Yesterday was one of those days that you look back on and question whether you did everything you possibly could given the situation. So much so, that you go to bed thinking about it, dreaming about it and the next day it begins to crash down like a ton of bricks.

The morning went smoothly as I attended a Caesarean Section. I was nervous going into it because the woman had had a previous emergency and had ended up with a cerebral aneurysm and impaired sight due to the effects of the anaesthesia and a postpatrtum haemorrhage which unfortunately I am getting used to. Thankfully all went well both for mother and baby. I spent a lot of time with her postoperatively and I lost count of how many times that she asked 'why do people opt for this?' or 'why would anyone want to put themselves through this if they didn't have to?' I am not entirely sure myself.

After this I was given the opportunity to care for another woman in labour, all was going well throughout the morning. Another induction but progress was being made.

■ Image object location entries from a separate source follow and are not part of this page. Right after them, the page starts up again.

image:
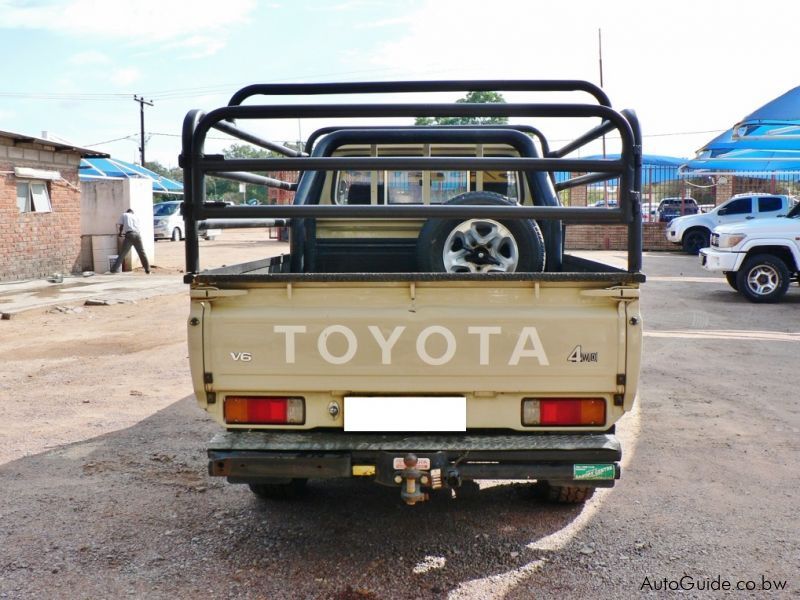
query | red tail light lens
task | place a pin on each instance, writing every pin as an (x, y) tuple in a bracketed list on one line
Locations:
[(573, 412), (264, 410)]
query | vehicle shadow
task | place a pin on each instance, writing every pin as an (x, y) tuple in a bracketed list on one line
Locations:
[(134, 511)]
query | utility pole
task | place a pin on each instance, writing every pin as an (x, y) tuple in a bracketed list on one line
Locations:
[(142, 102)]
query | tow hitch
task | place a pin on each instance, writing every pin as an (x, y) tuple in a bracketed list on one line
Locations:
[(411, 481)]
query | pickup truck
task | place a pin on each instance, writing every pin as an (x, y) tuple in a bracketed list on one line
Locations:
[(759, 258), (426, 326), (693, 232)]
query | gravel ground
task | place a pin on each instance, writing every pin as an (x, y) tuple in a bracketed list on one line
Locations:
[(104, 492)]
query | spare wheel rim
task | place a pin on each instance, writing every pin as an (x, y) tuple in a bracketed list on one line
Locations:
[(480, 246)]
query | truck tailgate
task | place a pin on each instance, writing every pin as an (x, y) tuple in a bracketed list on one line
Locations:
[(405, 338)]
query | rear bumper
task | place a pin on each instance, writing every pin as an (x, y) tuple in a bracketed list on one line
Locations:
[(579, 459)]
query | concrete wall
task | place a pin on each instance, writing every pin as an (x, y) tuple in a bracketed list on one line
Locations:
[(37, 244), (102, 203), (615, 237)]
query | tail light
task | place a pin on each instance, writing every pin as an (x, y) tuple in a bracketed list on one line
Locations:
[(574, 412), (264, 410)]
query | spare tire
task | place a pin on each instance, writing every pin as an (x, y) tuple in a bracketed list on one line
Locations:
[(480, 245)]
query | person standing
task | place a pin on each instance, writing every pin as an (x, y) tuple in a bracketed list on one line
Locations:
[(130, 230)]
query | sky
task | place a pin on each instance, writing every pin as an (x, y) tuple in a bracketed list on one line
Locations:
[(690, 69)]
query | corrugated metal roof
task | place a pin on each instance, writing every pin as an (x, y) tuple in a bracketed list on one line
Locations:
[(113, 168), (28, 139)]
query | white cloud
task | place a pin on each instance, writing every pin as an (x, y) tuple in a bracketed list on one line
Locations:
[(142, 21), (198, 46), (125, 76), (684, 69), (89, 58)]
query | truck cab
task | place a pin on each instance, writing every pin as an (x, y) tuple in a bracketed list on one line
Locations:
[(760, 258), (693, 232)]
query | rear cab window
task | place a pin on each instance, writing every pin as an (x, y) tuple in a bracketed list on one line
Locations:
[(421, 187), (770, 204)]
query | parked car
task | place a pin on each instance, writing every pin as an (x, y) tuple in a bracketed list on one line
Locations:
[(168, 222), (693, 232), (759, 258), (669, 208), (605, 204), (649, 212)]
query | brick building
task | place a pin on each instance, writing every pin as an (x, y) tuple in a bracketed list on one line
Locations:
[(40, 207)]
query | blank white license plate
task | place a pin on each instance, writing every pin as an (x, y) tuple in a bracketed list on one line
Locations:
[(404, 413)]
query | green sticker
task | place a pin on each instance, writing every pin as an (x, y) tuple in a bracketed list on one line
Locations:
[(593, 472)]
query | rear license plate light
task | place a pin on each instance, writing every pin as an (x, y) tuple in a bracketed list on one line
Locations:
[(264, 410), (563, 412)]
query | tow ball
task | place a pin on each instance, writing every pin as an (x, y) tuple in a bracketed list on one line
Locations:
[(411, 481)]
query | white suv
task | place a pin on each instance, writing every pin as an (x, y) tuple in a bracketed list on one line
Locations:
[(694, 231), (759, 258)]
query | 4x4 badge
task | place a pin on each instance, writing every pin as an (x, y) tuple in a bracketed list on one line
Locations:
[(578, 355)]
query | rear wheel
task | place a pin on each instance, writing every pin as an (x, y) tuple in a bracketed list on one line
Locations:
[(562, 494), (694, 239), (763, 278), (280, 489)]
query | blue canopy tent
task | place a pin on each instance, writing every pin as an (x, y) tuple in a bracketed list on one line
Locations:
[(106, 168), (765, 143)]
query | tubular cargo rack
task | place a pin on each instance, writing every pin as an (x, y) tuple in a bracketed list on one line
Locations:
[(199, 214)]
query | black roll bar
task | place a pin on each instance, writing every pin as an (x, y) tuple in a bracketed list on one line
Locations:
[(404, 87), (627, 168)]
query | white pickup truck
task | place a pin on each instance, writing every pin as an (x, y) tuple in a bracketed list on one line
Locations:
[(759, 258), (694, 231)]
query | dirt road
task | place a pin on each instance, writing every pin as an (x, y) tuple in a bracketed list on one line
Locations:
[(103, 491)]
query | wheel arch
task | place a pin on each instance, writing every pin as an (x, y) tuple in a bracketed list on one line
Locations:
[(782, 252)]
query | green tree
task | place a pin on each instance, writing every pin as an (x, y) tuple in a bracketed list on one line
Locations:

As always, there was the generalised attitude that multip=quick labour and despite a dilation of only 4cm in about 6 hours, amazingly everyone was pretty happy to let things go (Hallelujah!)

Things progressed well and next thing second stage had begun and we had baby's head on view. Again it wasn't as normal for a multip as the head took a long time to manoevure the Curve of Caris and crown but it happened just the same. It was beautiful to watch the woman instinctively work through it.

Time stood still and I awaited restitution... nothing. Contraction and nothing. The head slid back after I caught a glimpse of a cord and it was freakishly tight. Midwife made the call to cut and I made the call that we had a shoulder dystocia.

It took two to at the receiving end, two on either side trying McRoberts and me climbing onto the bed to begin with suprapubic pressure. All hope seemed lost until I felt the shoulder and manage to flick it around the symphysis pubis.

I don't think it really hit me what had happened until the midwife I was working with burst into tears. I am just glad I knew what to do at the time. Even more, of those midwives I have spoken to, many of them have gone years or decades without ever experiencing this or the extreme of PPH's and here is me, not even a registered midwife and I have been a part of both. I am taking it as a positive in the sense that experience equals knowledge and knowledge of what to do in situations like yesterday could mean everything.